The new registration rules 

Effective 1 April 2014 the following rules apply:

Compulsory registration 

• Where the actual value of taxable supplies has exceeded R1 million in any 12-month period (previous rules unchanged).

• Where any person has entered into an agreement in terms of which they will be obliged to make taxable supplies with a value in excess of R1 million in the next period of 12 months (new rule).

• Where a person conducts an enterprise of supplying electronic services with a value in excess of R50 000 (the VAT Act is not clear as to the time frame in which the value of supplies must be achieved) (new rule). 

Voluntary registration 

• Where the actual value of taxable supplies has exceeded R50 000 in any 12-month period (previous rule unchanged).

• The value of taxable supplies is likely to exceed R50 000 in the next period of 12 months.

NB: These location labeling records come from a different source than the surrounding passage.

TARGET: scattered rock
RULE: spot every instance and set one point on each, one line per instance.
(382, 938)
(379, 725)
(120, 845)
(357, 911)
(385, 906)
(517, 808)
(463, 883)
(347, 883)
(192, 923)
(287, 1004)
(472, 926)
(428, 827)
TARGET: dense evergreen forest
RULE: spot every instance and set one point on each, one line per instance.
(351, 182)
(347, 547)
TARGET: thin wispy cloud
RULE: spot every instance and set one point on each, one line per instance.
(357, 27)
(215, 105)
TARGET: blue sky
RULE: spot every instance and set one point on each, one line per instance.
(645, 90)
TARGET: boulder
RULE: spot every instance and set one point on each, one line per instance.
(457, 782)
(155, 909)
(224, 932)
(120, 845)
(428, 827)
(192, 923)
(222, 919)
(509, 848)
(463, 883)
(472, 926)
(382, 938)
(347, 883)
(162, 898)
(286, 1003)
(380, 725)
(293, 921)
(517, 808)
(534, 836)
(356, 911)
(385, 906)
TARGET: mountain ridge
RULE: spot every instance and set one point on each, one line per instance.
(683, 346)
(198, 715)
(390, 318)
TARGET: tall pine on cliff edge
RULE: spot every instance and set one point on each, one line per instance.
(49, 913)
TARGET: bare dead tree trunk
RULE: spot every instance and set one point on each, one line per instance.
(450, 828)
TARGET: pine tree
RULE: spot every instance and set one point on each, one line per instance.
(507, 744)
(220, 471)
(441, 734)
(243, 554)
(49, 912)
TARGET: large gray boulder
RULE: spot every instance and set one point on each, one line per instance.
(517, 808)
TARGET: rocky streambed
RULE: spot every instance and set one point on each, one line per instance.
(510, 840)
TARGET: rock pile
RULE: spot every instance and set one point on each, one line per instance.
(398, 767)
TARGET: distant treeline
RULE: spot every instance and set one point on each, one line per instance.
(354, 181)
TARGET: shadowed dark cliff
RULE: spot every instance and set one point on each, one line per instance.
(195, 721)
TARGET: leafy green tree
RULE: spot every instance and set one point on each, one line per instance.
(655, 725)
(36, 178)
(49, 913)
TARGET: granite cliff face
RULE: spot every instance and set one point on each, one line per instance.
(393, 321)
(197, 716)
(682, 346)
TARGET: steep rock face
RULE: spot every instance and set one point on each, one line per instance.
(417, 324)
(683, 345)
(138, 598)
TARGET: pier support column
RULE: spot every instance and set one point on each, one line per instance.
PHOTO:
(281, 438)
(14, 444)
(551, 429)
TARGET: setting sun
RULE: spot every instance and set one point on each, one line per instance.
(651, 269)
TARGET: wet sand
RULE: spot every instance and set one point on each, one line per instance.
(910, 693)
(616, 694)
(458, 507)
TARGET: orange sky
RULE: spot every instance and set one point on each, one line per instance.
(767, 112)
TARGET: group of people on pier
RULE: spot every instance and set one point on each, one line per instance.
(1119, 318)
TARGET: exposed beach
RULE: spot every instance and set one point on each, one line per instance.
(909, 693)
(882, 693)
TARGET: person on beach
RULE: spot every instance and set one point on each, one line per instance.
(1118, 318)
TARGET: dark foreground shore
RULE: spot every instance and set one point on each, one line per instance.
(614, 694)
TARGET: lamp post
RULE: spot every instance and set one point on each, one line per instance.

– If registered on this basis, must account for VAT on the payments basis until the R50 000 threshold is achieved

– Regulations will be issued to govern this option (new rule).

• Due to the nature of activities a person will only generate taxable supplies in the future

– Should include vendors conducting farming, mining, construction and similar activities where the activity will only generate consideration in the future;

– Government Notice to be issued to notify the qualifying activities (rule unchanged except for the reference to the Government Notice).